Levi Strauss is one of the biggest manufacturers of jeans and denim products, including the line of Docker slacks. Wal-Mart is the biggest retailer of Levi Strauss products. During the past 18 months, after meetings with Wal-Mart, Levi Strauss announced it will shut down its four remaining production plants in North America and shift the work to Ibero-America and Asia. Several hundred jobs will be lost.
Dial Soap sells 28.3% of its production to Wal-Mart. Under Wal-Mart pressure, Dial is shutting down its Compton, California plant and shifting work to Argentina.
1994-2004 Wage Facts:
For all workers, hourly wages rose 38.4% while the Consumer Price Index (CPI) just rose 27.1%, hence the real gain. For manufacturing jobs, hourly wages also rose more than prices, with a 34.1% gain.
Of course the protectionists will explain this away by claiming that the increases weren't enough and don't mean much.....until you look at pre-NAFTA wage increases decreases.
a pre-NAFTA comparison is in order. From 1984-1994, hourly wages for all workers rose 33.5%, while the CPI rose 42.2%, indicating a fall in real wages. The same happened for manufacturing jobs with hourly wages rising only 33%, well under the rise in prices. So it looks like workers did better in the years after NAFTA went into effect than before.
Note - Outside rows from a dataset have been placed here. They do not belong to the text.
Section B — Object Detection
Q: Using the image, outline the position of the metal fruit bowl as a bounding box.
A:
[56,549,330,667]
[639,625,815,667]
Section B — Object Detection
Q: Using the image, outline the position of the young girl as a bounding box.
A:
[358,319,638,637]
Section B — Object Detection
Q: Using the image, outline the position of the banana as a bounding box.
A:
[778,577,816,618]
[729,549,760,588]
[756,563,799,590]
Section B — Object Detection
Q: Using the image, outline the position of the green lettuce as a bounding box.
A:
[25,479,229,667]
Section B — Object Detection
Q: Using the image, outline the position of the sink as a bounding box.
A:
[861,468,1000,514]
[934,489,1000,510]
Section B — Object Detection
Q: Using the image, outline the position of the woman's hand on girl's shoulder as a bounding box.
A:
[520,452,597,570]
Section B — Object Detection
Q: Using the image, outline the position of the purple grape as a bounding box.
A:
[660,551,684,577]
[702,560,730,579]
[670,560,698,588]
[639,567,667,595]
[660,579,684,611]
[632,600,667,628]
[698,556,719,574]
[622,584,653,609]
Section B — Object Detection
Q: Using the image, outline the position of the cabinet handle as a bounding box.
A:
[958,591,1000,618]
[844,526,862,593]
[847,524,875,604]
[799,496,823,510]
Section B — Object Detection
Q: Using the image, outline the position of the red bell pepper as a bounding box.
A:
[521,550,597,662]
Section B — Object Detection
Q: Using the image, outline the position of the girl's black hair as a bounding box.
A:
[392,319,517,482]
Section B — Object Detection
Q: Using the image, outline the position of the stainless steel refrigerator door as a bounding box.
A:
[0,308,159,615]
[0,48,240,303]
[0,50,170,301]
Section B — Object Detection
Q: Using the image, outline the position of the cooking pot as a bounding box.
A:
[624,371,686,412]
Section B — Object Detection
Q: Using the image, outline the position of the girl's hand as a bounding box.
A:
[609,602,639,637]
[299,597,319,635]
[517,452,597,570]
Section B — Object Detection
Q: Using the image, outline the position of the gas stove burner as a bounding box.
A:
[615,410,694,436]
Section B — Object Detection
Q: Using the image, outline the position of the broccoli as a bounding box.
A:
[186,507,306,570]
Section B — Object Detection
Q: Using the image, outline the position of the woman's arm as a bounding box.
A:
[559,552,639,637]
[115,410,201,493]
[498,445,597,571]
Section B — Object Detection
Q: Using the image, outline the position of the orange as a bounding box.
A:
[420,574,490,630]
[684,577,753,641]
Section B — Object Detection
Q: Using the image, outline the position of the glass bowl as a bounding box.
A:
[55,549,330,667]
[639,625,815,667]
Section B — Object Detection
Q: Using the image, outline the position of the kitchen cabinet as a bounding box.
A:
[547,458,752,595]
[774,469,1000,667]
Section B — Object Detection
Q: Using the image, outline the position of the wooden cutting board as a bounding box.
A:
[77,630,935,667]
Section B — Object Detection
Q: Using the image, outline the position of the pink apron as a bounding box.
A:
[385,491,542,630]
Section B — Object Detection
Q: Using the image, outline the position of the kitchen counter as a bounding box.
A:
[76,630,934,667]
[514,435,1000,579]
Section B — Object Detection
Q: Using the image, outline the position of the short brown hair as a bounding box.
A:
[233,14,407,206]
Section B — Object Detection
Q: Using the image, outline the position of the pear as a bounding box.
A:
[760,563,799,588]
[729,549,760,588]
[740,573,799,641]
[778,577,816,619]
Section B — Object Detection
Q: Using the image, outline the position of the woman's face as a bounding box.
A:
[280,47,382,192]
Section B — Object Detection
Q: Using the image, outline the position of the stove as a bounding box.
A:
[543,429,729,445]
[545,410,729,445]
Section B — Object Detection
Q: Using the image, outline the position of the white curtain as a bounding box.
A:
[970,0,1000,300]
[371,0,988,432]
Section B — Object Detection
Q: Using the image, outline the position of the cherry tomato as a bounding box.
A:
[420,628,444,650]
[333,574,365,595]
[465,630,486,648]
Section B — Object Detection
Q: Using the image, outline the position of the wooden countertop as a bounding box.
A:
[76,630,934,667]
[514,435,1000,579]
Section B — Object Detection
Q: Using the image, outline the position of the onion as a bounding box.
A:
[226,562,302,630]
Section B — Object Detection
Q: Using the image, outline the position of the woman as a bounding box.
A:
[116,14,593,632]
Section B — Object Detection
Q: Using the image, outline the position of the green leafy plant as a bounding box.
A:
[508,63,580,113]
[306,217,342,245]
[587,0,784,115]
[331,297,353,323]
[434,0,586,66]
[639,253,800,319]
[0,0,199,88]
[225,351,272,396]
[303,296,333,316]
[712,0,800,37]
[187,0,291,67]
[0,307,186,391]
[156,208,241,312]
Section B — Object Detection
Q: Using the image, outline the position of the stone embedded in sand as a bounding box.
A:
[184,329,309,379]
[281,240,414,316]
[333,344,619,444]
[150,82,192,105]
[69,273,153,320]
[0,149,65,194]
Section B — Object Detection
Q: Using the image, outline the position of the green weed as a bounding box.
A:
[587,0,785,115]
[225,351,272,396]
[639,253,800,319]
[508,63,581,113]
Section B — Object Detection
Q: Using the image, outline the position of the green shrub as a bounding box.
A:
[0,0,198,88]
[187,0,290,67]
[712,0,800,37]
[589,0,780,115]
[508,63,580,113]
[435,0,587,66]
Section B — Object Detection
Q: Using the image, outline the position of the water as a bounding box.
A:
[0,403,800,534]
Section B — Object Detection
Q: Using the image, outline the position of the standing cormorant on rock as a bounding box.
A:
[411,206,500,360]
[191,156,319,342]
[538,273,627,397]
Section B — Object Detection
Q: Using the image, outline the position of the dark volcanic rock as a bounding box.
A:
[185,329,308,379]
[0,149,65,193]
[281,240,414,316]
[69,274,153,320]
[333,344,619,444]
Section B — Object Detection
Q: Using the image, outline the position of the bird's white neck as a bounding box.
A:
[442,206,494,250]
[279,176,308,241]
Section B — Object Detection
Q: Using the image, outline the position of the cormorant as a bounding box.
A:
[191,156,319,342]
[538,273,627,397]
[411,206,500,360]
Isn't construction one of the industries where protectionists say wages are being driven lower since NAFTA (wage arbitrage) by the free traders? hmmmmmmm.....
we gained about 2 million construction jobs from 1994-2004, which paid well. In 2004, the average hourly wage for construction workers was $19.23. Construction wages also showed real gains from 1994-2004 while showing losses in the 1984-94 pre-NAFTA period.
Quote: American products at WalMart are closer to 70%. I know, math is hard for you. Keep trying though.
You are dillusional. I'll raise that bet to $5000. I'm serious.
Textiles and Apparel:
Carolina Mills is a 75-year-old company that supplies thread, yarn, and textile finishing to apparel-makershalf of which supply Wal-Mart. But since 2000, Carolina Mills' customers have begun to find imported clothing sold so cheaply at Wal-Mart, that Carolina Mills could not compete even if they paid their workers nothing! Since 2000, Carolina Mills has shrunk from 17 factories to 7, and from 2,600 employees to 1,200. Steve Dobbins, the CEO of Carolina Mills, told the December issue of Fast-Company magazine: "People ask, 'How can it be bad for things to come into the U.S. cheaply? How can it be bad to have a bargain at Wal-Mart?' But you can't buy anything if you're not employed. We are shopping ourselves out of jobs".
Lovable Garments, which was founded in 1926, had, by the 1990s, become the sixth-largest producer of women's lingerie in the United States, employing 700 workers. Wal-Mart became the biggest purchaser of Lovable's goods; in 1995, Wal-Mart demanded that Lovable slash its prices to compete with cheap imports. When Lovable indicated it could not do that, Wal-Mart illegally reneged on its contract, and outsourced the lingerie production to Ibero-America, Asia, and China. Without the Wal-Mart market, in 1998 Lovable had to close its American manufacturing facilities and fire the workers. Stated Frank Garson, who was then Lovable's president, "Their actions to pulverize people are unnecessary. Wal-Mart chewed us up and spit us out."
Food:
Vlasic Pickles was roped into a contract with Wal-Mart, in which Wal-Mart sold a 3 gallon jar of whole pickles for $2.97. Wal-Mart sold 240,000 gallons of pickles per week. But the price of the 3 gallon jar was so low, that it vastly undercut Vlasic's sales of 8 ounce and 16 ounce jars of cut pickles; further, Vlasic only made a few pennies per 3 gallon jar. With its profits tumbling, Vlasic asked Wal-Mart for the right to raise the price per 3 gallon jar to $3.49, and according to a Vlasic executive, Wal-Mart threatened that if Vlasic tried to back out of this feature of the contract, Wal-Mart would cease carrying any Vlasic product. Eventually, a Wal-Mart executive said, "Well, we've done to pickles what we did to orange juice. We've killed it"meaning it had wiped out competitor products. Finally, it allowed Vlasic to raise prices; but in January 2001, Vlasic filed for bankruptcy.